The Catholic Communications Office has complained to the Broadcasting Complaints Commission (BCC) about remarks made by Irish Daily Star editor Ger Colleran on RTÉ's Prime Time programme on April 11th.
This follows a refusal by Prime Time editor David Lally to broadcast an apology after Catholic Communications Office director Martin Long complained on April 28th. On the programme, Ger Colleran said: "We had too much privacy in this country. We should have had less privacy in respect of clerical abuse of children, when they were screaming in every presbytery all over the country."
In his complaint to the BCC, Mr Long said: "These words are false, slanderous and amount to an allegation against every parish-based priest in the country." He continued, "media representatives ought not to use this issue to distress those innocent of any wrongdoing. In this case, I refer to the overwhelming number of priests in good standing in Ireland."
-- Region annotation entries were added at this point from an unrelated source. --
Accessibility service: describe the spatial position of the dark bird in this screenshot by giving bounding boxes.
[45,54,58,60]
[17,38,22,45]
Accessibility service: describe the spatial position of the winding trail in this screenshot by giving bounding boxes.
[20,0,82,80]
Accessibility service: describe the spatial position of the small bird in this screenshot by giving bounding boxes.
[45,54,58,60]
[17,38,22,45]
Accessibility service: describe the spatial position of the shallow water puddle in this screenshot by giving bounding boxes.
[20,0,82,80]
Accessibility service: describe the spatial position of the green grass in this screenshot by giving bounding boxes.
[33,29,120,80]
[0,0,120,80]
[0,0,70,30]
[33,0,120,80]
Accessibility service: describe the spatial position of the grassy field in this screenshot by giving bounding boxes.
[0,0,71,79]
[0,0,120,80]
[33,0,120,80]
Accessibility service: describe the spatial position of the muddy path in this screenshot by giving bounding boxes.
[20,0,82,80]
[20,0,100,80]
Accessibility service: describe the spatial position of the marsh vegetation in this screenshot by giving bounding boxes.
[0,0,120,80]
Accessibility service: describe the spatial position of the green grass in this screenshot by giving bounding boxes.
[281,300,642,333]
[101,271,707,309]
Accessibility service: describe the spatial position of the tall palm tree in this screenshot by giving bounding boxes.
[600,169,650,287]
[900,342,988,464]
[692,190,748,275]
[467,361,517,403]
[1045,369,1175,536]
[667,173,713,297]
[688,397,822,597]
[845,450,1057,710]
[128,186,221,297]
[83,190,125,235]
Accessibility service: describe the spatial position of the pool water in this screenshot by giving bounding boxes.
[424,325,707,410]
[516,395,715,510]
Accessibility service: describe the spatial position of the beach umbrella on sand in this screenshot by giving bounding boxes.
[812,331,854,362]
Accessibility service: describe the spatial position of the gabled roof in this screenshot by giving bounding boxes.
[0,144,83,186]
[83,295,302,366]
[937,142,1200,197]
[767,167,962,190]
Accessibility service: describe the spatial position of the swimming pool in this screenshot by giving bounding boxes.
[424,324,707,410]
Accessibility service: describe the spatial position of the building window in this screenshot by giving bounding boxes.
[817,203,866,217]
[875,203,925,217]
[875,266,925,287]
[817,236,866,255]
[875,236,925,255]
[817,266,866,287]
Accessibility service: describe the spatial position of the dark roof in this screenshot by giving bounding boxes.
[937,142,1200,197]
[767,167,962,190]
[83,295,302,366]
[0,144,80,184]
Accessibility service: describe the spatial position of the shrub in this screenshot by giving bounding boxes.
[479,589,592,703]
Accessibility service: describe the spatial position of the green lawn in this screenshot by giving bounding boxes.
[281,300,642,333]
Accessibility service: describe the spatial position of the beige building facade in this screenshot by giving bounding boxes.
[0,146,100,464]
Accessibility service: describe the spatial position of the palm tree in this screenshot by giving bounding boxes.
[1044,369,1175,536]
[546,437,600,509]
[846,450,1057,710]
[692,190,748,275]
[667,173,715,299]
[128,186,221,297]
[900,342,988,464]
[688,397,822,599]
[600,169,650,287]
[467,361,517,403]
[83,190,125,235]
He said he had written to Mr Lally, "asking that Prime Time broadcast a brief apology disassociating it from the offending remarks and recognising that such a generalised comment regarding presbyteries should in no way be interpreted as applying to the good name of the vast majority of priests in Ireland". Mr Lally had "rejected this request", he said
In an e-mail response, Mr Lally said: "I think the viewing public is well-aware allowance has to be made for a certain amount of hyperbole on the part of studio guests . . . I am quite sure our viewers understood Mr Colleran to mean clerical sex abuse allegations had been widespread and no more than that." Mr Lally did not wish to comment when contacted by The Irish Times.